Rüzgar duş almıştı, saçları ıslaktı. Üzerine bu sefer beyaz düz yaka kısa kollu beyaz tişört, altına ise uzun bacaklarını saran siyah bir kot giymişti. Boynundan aşağı sarkan jilet kolyesine takılmıştı bakışlarım. Sade, hoş bir tarzı vardı. Masanın başındaki sandalyeye oturdu ve kızartılmış sucukları önündeki tabağa doldurdu. Beyza ise tek kelime etmeden evden çıktı. Sinirli değildi, sakin hiç değildi. Yukarıda ne olmuştu bilmiyordum ama Beyza'nın hoşuna gitmediği kesindi.

"Yine çok yakışıklıyım diyordum, Rüzgar'ım geldi be!"

Doruk'un yılışıklığına gülerken Rüzgar sahte bir ifade takınıp omzunun üstünden ayakta dikilen Doruk'a baktı. "Tüh be!"

"Ah be!"

"Kes zırvalamayı yeter. Otur kahvaltını yap."

"Kardeşim kızın yanında ayıp oluyor bak," diyerek karşıma oturdu Doruk. Rüzgar'ın yeşil gözleri bana değdi, sonra tabağına dönüp çatalındaki peyniri ağzına attı.

"Onun ayıp anlayışı bunlardan yukarıda korkma."

"Ne demek istiyorsun?" Elimdeki çatalı tabağımın kenarına bıraktım ve çatık kaşlarla, net mavilerle onun yüzüne sabitledim bakışlarımı. "Ne ima etmeye çalıştın burada sen şimdi?"

Dudağının bir kenarı alayla kıvrıldı ve bakışları Doruk ile benim aramda gidip geldi. İkisi birden gülmeye başladıklarında ise sinir tam tepeme oturmuş, kanım atmış tenimi kavlamıştı.

"Sabah olandan bahsediyor," dedi Doruk gülmesini bastırarak. "Gerçekten yattınız mı?"

"Yatmadık," dedim ikisine de sert bakışlarımı yollayarak. "Uyuduk sadece. Ayrıca senin arkadaşın koala gibi bana sarılmasaydı o halde görmeyecektin bizi."

"Aramıza yastık koyduk," dedi alaylı bir tavırla Rüzgar. "Bacaklarının arasına almasaydın sana sarılmış olmazdım. Zaten huyum değildir."

"Düzgün konuş benimle," diyerek sandalyemi biraz geriye çektim ve kollarımı göğsümde birleştirdim. "Sarılmak zorunda değildin. Huyun değilmilmişmiş... Ne diye sarıldın o zaman?"
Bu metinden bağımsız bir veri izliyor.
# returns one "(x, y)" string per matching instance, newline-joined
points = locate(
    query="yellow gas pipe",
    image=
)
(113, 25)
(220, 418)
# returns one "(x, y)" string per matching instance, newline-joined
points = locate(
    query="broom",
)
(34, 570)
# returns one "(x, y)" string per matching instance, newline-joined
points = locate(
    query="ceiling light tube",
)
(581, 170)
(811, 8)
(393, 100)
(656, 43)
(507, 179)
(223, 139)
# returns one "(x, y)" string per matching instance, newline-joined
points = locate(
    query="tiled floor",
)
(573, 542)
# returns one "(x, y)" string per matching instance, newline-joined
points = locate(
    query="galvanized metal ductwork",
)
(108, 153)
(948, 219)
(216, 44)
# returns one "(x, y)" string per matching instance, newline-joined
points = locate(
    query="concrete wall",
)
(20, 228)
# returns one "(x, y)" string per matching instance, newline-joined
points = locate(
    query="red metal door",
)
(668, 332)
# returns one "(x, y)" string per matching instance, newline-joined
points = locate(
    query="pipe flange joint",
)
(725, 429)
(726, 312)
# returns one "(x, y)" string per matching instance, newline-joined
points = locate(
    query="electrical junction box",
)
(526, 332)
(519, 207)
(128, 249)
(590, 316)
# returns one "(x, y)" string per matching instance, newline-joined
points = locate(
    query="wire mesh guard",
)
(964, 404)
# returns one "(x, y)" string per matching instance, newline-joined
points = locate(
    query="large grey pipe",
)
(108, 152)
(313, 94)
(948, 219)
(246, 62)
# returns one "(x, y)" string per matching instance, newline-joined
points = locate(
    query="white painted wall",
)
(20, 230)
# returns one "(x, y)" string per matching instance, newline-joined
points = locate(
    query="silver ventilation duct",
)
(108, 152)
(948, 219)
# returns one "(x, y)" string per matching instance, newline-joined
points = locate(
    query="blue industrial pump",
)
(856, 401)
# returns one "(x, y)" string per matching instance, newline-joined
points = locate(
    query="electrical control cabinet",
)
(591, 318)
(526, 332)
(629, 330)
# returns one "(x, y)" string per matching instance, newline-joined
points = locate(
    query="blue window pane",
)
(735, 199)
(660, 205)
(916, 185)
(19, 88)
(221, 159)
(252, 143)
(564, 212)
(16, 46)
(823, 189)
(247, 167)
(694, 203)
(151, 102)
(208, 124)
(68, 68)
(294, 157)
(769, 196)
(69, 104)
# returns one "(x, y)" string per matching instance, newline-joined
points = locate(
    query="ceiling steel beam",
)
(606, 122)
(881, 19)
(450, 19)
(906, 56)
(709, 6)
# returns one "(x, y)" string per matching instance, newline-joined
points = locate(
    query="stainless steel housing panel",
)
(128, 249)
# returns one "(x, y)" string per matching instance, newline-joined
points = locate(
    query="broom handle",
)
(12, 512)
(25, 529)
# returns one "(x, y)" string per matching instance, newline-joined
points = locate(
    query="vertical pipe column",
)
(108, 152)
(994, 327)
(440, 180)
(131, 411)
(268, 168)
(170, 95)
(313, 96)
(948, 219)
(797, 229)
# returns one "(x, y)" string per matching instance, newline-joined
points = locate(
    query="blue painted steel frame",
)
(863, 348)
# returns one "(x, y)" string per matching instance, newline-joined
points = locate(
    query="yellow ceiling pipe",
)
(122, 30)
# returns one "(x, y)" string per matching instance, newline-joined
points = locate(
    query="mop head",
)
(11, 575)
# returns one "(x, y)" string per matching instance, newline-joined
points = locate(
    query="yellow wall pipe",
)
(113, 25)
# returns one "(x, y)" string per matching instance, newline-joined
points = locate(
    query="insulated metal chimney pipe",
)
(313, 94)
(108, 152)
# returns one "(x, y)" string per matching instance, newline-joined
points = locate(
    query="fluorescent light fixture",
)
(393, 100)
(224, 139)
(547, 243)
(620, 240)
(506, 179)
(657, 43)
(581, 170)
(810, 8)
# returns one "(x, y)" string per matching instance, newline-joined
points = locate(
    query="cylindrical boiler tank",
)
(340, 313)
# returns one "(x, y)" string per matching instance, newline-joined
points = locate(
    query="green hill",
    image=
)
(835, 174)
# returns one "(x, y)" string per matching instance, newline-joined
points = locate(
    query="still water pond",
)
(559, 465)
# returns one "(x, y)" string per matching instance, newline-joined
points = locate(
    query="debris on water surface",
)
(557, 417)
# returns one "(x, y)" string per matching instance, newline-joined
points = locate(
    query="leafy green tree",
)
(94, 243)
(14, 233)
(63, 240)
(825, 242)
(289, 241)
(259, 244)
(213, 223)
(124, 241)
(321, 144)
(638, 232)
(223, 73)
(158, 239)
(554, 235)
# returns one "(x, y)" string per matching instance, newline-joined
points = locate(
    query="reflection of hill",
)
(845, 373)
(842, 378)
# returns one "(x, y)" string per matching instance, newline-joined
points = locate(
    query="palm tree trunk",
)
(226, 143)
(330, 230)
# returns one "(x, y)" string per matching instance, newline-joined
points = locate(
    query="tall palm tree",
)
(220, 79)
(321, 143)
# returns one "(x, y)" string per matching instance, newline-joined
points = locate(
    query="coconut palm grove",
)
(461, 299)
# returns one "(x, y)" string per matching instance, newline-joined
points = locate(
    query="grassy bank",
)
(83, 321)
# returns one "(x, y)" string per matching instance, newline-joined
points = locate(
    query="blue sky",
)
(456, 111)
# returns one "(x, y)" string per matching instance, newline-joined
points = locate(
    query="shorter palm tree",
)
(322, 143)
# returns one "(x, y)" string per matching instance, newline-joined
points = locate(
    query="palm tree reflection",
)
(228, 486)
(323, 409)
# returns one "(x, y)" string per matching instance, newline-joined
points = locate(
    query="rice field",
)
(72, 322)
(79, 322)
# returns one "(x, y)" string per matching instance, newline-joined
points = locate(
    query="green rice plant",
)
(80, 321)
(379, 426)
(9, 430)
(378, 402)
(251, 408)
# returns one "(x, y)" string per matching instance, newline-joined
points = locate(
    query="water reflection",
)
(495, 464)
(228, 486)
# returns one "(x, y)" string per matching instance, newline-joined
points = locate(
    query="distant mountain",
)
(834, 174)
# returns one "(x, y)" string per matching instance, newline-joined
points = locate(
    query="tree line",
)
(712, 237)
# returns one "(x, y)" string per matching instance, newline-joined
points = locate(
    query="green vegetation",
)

"Güzel kokuyordun," dedi omuzlarını silkerek ve kahvaltısını etmeye devam etti. Benim ise iştahım kaçmıştı. Masada oluşan sessizlikle beraber afallayan tek kişi ben değildim. Doruk'un da benim kadar şaşkın olduğu belliydi fakat tabağındaki peynirleri çatalının dişleriyle ezmeyi tercih etmişti.

"Artık eve gitsem iyi olacak, Emre nasıl bakmalıyım."

Doruk tam dudaklarını aralamıştı ki Rüzgar'ın "Erkek kardeşi," diyerek izah etmesiyle yeniden peynir katline geri döndü.

"Üstümü değiştirmem gerek. Size afiyet olsun." Masadan kalkıp merdivenlere yöneldim. Aniden kalktığımdan mıdır bilmem, görüşüm kararmıştı ve merdivenin trabzanlarına zor tutunmuştum. "Gerek yok, sende kalabilirler."

"Tamam, yine de pantolonumu giyeceğim."

Pijamayı katlayıp yatağının üzerine bırakmış, kalan kıyafetimi de odanın köşesinde duran alışveriş paketlerinden birine koymuştum. İçinden çıkan tişörtleri ise başka bir paketin içine tıkmıştım ve bulduğum yeni sütyeni düşünme gereği duymadan giymiştim. Aşağı indiğimde Doruk hala kahvaltı yapıyordu, Rüzgar ise havluyla ıslak saçlarını kurutmaya çalışıyordu.

"Doruk bana taksi çağırır mısın?" Telefonumu pantolonumun cebine sıkıştırıp elimle saçlarımı düzelttim.

"Cemre'yi eve bırakmaya ne dersin Rüzgar?"

"Niye özel şoförü müyüm ben onun?"

"Gerek yok," dedim umursamaz bir tavırla. Böyle bir zorunluluğu yoktu, taksiyle gidebilirdim. Her yere özel arabayla giden çakma prenseslere benzer bir halim mi vardı? Hayır.

"Rüzgar sen çok öküz birisin kardeşim, senden adam olmaz."

"Ne," dedi Rüzgar bir anda. Hafif eğilmiş, yüzüne 'ne saçmalıyor bu' ifadesini yerleştirmişti ve Doruk'a dik dik bakıyordu. "Anlamadım bir daha söyle, Sarı Boynuz."

"Sarıyı anladım da boynuz ne birader, al işte kaçtı iştahım aklınızı cimcikleyeyim sizin."

"Kes sesini, kes. Zırvalama."

Rüzgar derin bir nefes alarak koridora çıktı. "Yürü kedi. Ayakkabılarını çıkarmadığın sürece istediğin zaman arabama binebilirsin."

Bu dediğine istemsizce güldüm ve başımı mutfak kapısından dışarı uzattım. "Ayak fetişin mi var? Neden bu kadar takıntılısın?"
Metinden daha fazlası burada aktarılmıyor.